Once brewed, I took it to my room, mixed it up with the smelly stuff Rissa gave me, and took a drink. It wasn't as bad-tasting as I had expected, but it wasn't my favorite thing either. I decided to guzzle the rest down. It was hot and burned going down, but I wanted it over with.

I laid my head down, folded the covers over me, and closed my eyes. Hopefully, whatever sleepiness this induced would hit me sooner rather than later, because right now, my mind was going a mile a minute, thinking about how this was all going to work, how I was going to raise a child, how I was going to tell Aydan that this happened—especially since I had just lied to him. Of course, he probably didn't want me to blurt out in front of Rissa that we were expecting. At least that's what I told myself.

Either way, it was a problem for tomorrow. I closed my eyes and let sleep take me.

It was the creak of the door and the snick of the lock that woke me.

"Aydan?" I said, opening my eyes. The room was dark.

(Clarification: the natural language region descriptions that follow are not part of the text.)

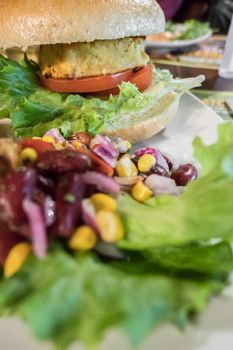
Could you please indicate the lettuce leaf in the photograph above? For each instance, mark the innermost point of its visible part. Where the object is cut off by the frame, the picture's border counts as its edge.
(34, 109)
(65, 299)
(202, 212)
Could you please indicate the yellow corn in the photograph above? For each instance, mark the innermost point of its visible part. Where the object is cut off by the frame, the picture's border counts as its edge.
(103, 201)
(49, 139)
(84, 238)
(16, 257)
(110, 226)
(126, 168)
(77, 145)
(28, 154)
(146, 162)
(128, 145)
(58, 146)
(141, 192)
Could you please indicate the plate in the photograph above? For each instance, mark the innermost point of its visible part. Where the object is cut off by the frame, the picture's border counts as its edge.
(177, 44)
(214, 329)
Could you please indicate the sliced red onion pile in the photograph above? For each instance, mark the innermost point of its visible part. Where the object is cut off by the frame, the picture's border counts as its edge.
(51, 197)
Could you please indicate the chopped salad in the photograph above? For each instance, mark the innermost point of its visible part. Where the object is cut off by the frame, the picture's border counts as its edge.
(68, 189)
(88, 226)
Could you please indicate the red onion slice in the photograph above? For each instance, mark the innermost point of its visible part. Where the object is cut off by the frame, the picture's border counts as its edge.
(105, 149)
(37, 227)
(102, 182)
(163, 185)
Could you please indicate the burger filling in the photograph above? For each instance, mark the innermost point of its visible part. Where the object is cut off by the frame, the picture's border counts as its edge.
(100, 57)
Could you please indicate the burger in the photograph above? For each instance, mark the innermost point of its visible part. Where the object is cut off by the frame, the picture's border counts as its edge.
(92, 73)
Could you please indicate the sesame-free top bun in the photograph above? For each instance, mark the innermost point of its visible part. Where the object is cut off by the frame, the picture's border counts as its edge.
(25, 23)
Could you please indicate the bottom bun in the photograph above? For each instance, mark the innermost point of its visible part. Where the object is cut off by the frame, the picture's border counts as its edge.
(134, 127)
(141, 126)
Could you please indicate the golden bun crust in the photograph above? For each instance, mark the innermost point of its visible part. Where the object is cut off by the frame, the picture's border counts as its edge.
(25, 23)
(152, 122)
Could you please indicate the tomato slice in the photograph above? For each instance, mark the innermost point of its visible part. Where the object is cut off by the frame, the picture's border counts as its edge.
(101, 85)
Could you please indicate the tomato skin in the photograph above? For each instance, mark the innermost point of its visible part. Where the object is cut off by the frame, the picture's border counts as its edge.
(39, 145)
(101, 85)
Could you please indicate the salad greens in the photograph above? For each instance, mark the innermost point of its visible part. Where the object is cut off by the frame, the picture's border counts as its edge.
(34, 110)
(173, 265)
(202, 212)
(190, 29)
(64, 299)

"Hey," he said. "I didn't mean to wake you. I just came to check that you were okay. It was so quiet when I got home."

"What time is it?" My head was foggy and for all I knew I'd just fallen asleep.

"Just about midnight."

"Did you stay up late doing paperwork again?" I worked hard to pull myself from sleep. If he was in here, he probably wanted to tell me something. Sure, he was checking on me, but it felt like more than that.

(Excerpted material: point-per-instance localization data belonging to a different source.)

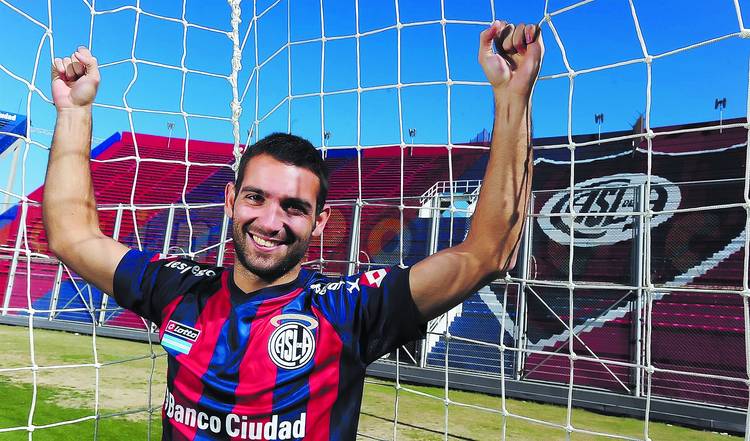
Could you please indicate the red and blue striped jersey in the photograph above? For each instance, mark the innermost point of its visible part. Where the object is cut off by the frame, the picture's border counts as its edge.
(282, 363)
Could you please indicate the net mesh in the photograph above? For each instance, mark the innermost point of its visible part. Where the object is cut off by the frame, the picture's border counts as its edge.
(403, 202)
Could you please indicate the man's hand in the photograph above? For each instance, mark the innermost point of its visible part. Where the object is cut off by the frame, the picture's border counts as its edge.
(75, 80)
(514, 64)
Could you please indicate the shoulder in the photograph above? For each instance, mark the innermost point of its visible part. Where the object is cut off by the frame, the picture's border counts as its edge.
(167, 272)
(323, 285)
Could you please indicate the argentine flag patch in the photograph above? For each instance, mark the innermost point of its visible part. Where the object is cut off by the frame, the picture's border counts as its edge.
(179, 337)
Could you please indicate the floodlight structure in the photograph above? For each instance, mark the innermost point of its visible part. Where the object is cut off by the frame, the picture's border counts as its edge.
(599, 120)
(720, 105)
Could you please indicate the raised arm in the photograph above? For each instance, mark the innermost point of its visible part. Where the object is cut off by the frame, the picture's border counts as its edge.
(445, 279)
(69, 207)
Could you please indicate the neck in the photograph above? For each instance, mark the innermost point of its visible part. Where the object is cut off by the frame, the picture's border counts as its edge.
(248, 281)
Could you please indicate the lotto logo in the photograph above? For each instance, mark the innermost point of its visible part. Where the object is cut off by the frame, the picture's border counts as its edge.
(292, 344)
(183, 331)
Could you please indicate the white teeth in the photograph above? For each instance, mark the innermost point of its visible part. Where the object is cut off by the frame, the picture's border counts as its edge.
(262, 242)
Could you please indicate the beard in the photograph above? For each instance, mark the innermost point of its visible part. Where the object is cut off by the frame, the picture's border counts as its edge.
(268, 267)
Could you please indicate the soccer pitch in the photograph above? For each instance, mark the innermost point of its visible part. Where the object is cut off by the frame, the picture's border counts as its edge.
(68, 392)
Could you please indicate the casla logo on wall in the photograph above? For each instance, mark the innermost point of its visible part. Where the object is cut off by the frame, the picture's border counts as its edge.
(608, 194)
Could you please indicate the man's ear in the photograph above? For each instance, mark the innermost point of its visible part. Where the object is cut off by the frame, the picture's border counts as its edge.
(229, 199)
(321, 219)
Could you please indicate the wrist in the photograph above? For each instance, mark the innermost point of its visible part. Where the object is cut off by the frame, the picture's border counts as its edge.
(504, 95)
(74, 110)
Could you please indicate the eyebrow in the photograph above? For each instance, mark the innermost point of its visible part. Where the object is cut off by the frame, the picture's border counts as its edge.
(289, 200)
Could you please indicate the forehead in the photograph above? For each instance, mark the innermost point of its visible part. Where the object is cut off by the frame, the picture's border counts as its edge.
(280, 179)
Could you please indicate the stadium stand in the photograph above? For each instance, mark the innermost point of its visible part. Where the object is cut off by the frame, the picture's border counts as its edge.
(695, 249)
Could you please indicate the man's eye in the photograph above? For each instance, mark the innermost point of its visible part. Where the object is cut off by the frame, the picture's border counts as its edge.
(295, 210)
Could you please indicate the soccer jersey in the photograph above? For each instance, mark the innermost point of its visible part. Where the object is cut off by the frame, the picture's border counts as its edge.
(282, 363)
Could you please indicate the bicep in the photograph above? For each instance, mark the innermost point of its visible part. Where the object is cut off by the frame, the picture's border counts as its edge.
(445, 279)
(95, 259)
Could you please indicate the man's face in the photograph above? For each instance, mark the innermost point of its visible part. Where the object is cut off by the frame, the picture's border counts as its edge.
(273, 216)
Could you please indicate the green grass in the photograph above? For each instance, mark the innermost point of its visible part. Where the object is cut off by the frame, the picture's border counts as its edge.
(14, 412)
(69, 393)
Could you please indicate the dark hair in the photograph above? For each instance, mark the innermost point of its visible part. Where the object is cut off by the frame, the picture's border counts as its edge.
(292, 150)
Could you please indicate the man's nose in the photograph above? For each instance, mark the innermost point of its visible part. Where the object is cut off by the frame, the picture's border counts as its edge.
(271, 219)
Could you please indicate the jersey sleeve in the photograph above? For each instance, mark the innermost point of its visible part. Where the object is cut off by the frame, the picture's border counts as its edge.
(389, 316)
(146, 284)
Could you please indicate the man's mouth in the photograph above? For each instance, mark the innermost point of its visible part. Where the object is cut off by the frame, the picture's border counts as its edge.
(265, 244)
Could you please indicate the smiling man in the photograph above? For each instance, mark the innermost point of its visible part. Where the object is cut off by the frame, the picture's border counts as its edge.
(266, 349)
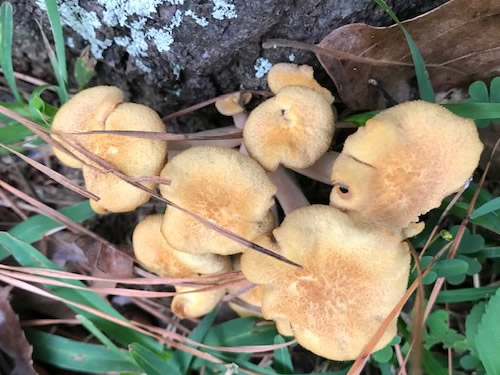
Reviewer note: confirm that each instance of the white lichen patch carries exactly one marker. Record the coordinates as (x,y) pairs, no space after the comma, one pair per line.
(262,66)
(223,10)
(133,16)
(202,21)
(142,66)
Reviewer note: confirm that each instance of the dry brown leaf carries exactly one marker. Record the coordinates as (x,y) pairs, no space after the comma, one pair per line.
(458,41)
(12,339)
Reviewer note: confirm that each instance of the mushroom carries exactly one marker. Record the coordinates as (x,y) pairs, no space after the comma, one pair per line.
(294,128)
(403,163)
(234,106)
(87,109)
(101,108)
(221,185)
(351,278)
(286,74)
(252,297)
(135,157)
(158,256)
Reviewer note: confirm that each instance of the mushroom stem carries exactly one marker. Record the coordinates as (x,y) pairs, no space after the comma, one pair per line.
(289,194)
(240,119)
(322,169)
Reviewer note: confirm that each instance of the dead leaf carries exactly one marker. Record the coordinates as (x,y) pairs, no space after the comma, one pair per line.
(12,339)
(458,41)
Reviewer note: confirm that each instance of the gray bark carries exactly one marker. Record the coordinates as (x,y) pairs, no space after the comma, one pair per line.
(169,54)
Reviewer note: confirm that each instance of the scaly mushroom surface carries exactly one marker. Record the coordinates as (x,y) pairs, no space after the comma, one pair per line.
(159,257)
(100,108)
(352,276)
(294,128)
(403,163)
(286,74)
(87,109)
(221,185)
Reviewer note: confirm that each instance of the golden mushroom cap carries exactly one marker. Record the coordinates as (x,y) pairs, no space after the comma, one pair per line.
(404,162)
(135,157)
(294,128)
(234,104)
(221,185)
(194,305)
(84,110)
(159,257)
(286,74)
(352,276)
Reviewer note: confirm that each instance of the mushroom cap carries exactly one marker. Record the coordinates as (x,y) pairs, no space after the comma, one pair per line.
(352,276)
(194,305)
(293,128)
(218,184)
(404,162)
(286,74)
(88,108)
(159,257)
(135,157)
(234,104)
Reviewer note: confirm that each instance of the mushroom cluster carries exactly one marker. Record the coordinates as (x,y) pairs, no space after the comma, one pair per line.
(353,255)
(102,108)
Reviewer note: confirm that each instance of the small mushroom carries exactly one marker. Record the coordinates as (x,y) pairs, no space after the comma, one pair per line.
(351,278)
(157,256)
(87,109)
(221,185)
(286,74)
(403,163)
(294,128)
(135,157)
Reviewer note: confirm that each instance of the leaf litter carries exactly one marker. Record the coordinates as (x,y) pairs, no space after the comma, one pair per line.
(458,41)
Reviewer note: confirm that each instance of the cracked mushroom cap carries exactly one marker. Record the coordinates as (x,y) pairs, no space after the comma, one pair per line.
(286,74)
(134,157)
(352,276)
(294,128)
(87,109)
(404,162)
(157,256)
(221,185)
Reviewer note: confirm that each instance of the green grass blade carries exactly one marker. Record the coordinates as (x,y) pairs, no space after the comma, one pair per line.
(103,338)
(27,256)
(35,227)
(472,322)
(424,84)
(282,361)
(486,208)
(6,31)
(182,360)
(60,65)
(39,109)
(151,363)
(487,339)
(465,294)
(75,356)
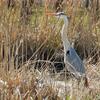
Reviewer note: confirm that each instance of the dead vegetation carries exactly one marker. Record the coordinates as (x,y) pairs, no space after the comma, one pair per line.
(33,40)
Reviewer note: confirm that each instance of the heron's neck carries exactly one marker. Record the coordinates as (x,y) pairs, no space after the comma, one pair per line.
(64,37)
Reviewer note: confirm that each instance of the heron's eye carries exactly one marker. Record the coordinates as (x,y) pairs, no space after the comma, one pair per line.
(68,52)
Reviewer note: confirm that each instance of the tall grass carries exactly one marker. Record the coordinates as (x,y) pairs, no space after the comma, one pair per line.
(23,44)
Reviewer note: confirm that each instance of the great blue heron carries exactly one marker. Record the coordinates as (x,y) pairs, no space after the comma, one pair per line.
(71,58)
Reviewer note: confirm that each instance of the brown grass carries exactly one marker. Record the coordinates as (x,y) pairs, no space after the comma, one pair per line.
(29,41)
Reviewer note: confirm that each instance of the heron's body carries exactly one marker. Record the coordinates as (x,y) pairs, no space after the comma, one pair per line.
(71,57)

He laughed. "I had to catch up. I didn't have a chaotic bear distracting me the whole time. I got a lot done."

Chaos. That was what I was, and that was what I would always be to Aydan.

He sat on the bed and put a hand on my hip. "Hey, you okay? Is the potion working? Is it making you too tired? I can call Rissa."

I shook my head. "I'm fine." I breathed in deeply, and that's when his scent hit me. All the scents—amber and cardamon were there, but mostly it was the cinnamon and oranges that hit me hard, and by hard, I meant hard everywhere.

Holy shit. The potion was working. My nose was working.

Aydan was my mate. How could that be? He hadn't knotted. But my bear was insisting, and it felt right, so it had to be.

No wonder I was so drawn to him. He was mine, I was his, and he was going to be so mad when he found out.

"You sure you're okay?" he said.

"Yeah, just tired." I laid back down and rolled over so my back was to him.

"Alright. Well, if you need anything…"

"I'm fine," I said. "Just tired."

I couldn't process all of this right now, not in the middle of the night. His soft footsteps walking to his own room were the last thing I heard before I let sleep take me again.